Although most of the texts we’ve discussed have, in one way or another, resisted falling into the neat category of the “traditional novel” in terms of narrative structure, none have done so quite as obviously as Spiegelman’s Maus. Now, it seems redundant to say that—of course, simply by virtue of including images, this piece fundamentally stands out from the rest. However, when considered in conjunction with Woolf’s Mrs. Dalloway, I was surprised to notice that, for all the factual and structural similarities between the two stories—nostalgia, war-related trauma, disconnectedness from the present, isolation, loss—the structures of the books themselves force the reader to interact with those stories in incredibly different ways.
That is, no matter how I attempt to place the two narratives in conversation with one another, the glaring formal differences between the two tend to complicate and even overshadow other, possibly deeper, issues. I don’t mean to say that this provided for a less comprehensive reading of either text; I’m actually struck by the fact that I was much less aware of the structural elements when reading each individual piece (that is, the unique formal structure of each text provides the only governing logic for that unique “world,” so I accept the rules of, say, dialogue boxes and graphic rendering, as standard). With that in mind, I also don’t mean to say that either form presents a more convincing or rewarding mode of storytelling. Structurally, the two books simply shape the reader’s perception of characters, events, themes, and even emotions so fundamentally differently that, much as I want to place them on the same plane, I have a lot of trouble doing so.
For example, one could grasp upon the fact that both narratives are highly concerned with the notion of preoccupation. In a sense, Clarissa Dalloway’s near-obsessive attention to the details of the party, coupled with her constant sojourns into memory, loosely parallels narrator-Art’s (rather than author-Art’s) preoccupation with documenting his father’s story in order to serve his own artistic interests. In both cases, the emphasis lies somewhere other than the present—Clarissa is concerned with her future party and her past with Peter; Art is concerned with his father’s past, and apparently cares very little about the man’s present needs and troubles.
Such a correlation might be loosely constructed, but, in terms of formal influence, it yields a very interesting point: namely, that the structure of these similar narratives deeply affects the ways in which the reader receives them. For instance, Clarissa’s preoccupation with the past manifests itself in her observations of physical appearances, most notably in terms of aging. She notes, “how little the margin that remained was capable any longer of stretching, of absorbing, as in the youthful years, the colours, salts, tones of existence” (29). Here, Woolf creates incredibly compelling visual imagery, but does so entirely with language; it is important to note that the reader never sees any of these images beyond the realm of his/her own guided imagination; the narrator suggests the images, but does so with an expressionistic, hazy quality that forces one to engage dynamically and, in a sense, create the story visually oneself.

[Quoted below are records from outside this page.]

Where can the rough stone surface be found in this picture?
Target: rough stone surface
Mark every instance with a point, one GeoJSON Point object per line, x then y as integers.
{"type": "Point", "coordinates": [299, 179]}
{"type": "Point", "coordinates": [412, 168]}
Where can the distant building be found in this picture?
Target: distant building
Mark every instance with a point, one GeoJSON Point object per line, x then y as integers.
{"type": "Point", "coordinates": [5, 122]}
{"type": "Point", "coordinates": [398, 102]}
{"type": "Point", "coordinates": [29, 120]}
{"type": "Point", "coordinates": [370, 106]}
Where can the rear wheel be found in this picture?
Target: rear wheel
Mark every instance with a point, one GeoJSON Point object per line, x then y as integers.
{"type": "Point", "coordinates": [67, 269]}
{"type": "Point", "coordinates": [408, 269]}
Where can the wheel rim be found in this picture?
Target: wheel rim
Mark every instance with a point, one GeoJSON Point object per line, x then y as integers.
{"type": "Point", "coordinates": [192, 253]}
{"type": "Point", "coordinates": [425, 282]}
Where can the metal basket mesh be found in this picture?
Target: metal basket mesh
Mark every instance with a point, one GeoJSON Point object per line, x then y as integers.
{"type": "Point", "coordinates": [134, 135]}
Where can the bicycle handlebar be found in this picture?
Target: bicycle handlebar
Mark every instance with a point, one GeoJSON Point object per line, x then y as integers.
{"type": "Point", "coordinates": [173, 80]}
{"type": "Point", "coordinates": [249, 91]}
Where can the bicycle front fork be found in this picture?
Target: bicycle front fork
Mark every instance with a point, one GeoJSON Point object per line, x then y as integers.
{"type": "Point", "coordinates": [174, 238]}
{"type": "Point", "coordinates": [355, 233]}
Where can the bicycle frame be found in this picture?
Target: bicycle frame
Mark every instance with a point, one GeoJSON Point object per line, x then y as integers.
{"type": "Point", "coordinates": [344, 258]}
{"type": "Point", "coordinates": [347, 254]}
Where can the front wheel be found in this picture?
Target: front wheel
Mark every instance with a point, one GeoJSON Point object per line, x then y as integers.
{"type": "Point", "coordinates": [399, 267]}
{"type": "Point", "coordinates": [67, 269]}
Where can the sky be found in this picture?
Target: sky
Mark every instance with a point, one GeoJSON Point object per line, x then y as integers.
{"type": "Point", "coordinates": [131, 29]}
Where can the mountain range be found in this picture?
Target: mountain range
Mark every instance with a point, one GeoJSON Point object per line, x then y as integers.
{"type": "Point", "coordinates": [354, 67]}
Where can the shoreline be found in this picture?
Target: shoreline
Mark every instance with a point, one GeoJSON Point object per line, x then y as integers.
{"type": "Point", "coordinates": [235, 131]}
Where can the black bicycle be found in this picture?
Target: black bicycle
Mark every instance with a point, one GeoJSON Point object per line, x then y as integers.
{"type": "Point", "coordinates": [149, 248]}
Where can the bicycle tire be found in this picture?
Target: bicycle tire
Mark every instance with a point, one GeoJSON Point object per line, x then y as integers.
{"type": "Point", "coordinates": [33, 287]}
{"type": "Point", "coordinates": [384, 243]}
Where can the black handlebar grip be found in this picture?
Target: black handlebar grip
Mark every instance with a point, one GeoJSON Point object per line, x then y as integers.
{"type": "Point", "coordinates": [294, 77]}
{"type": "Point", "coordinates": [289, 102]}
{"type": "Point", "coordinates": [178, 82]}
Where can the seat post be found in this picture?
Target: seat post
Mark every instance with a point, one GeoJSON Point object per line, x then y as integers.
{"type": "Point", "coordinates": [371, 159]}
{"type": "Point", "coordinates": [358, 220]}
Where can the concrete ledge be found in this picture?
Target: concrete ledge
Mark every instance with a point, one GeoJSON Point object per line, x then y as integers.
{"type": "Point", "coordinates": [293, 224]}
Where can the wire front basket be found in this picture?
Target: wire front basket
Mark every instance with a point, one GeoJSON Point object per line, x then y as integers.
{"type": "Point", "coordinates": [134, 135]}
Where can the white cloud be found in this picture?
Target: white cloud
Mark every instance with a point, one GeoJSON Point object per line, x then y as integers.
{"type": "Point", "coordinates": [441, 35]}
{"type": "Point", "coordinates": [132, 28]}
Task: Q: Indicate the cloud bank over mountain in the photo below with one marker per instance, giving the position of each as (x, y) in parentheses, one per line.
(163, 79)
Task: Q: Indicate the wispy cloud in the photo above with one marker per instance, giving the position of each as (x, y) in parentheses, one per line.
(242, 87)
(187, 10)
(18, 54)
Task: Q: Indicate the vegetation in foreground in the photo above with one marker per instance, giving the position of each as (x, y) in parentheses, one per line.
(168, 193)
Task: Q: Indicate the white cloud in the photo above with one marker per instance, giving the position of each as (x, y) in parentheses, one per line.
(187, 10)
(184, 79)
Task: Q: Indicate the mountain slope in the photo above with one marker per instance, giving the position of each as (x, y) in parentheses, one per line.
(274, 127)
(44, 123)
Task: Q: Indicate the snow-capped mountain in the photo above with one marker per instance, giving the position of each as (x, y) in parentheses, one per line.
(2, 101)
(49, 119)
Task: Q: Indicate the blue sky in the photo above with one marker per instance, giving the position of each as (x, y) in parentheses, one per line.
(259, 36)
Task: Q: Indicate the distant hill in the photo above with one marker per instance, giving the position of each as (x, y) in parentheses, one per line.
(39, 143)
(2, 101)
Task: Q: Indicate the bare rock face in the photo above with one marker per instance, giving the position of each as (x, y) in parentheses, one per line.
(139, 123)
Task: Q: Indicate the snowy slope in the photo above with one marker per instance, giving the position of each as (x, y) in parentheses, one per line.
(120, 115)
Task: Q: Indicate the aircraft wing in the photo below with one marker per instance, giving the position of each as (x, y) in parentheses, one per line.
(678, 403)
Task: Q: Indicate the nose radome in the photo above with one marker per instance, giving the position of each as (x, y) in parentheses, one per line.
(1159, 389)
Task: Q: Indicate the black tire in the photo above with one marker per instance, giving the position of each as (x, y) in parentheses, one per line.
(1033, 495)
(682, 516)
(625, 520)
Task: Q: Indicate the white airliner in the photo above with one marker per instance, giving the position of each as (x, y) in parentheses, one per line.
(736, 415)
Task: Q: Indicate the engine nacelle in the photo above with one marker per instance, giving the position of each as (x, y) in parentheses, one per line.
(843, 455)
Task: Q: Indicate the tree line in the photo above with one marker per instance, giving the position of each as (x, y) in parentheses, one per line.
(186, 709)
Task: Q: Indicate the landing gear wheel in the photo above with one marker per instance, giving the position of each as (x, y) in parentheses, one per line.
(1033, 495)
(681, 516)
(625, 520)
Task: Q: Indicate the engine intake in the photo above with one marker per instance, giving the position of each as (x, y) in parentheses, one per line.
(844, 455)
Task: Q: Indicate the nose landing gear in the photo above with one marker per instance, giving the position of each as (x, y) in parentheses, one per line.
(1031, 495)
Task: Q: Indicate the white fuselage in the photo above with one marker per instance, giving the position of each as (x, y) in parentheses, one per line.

On the other hand, almost diametrically opposed to Mrs. Dalloway, Maus largely speaks in literal images (literal in the sense that the figures literally appear on the page, not that they appear without opportunity for interpretation). The same notion—preoccupation with a time other than the present—appears on page 84, but does so in a very different fashion. The first two boxes indicate to the reader that Vladek feels strongly about the hanging he narrates, and the next two boxes (notably smaller than the hanging “memory” box and almost depicting the same image as each other) jump immediately to Artie’s factual questions, nodding to the reader that the young writer seems to be striving so eagerly for the past that he neglects aspects of the present. This sentiment furthers itself in the next two boxes, which demonstrate that Artie’s preoccupation actually interrupts his father’s narrative (in the lefthand box, Artie’s hand is outstretched in pause, and in the righthand box, his smoke actually forces his father to stop pedaling, and to stop narrating).
In this sense, the two works narrate a similar idea in very different terms. That is, counterintuitively, Clarissa Dalloway’s preoccupation—imparted to the reader as a series of thoughts, without any physical in-text images—actually seems to be more inherently visual than Artie’s, with which the reader is provided pictorial moments. In the textual atmosphere of Mrs. Dalloway, images serve to provide a figurative framework for the story (visual elements create intertextual ties—the green dress visually links to green foliage, to the green sea; even the ever-expanding circles of leaden time occur to the reader as an image), whereas in Maus, where images provide the literal framework for the story, the emphasis lies as much on the visual boxes as it does the energy in the negative space, the dynamic movement between images. In that sense, the formal differences between the two works renders the act of reading—the very perception of time—fundamentally differently. Mrs. Dalloway presents, with words, a myriad of visual moments in the frame of one day; Maus presents, with images, a myriad of active moments across the span of years. Of course, this is not to say that each work only possesses either image or action (which are not themselves mutually exclusive), but I do find it interesting that the form of these two books, as considered without regard to their actual content, shapes the reading experience so fundamentally.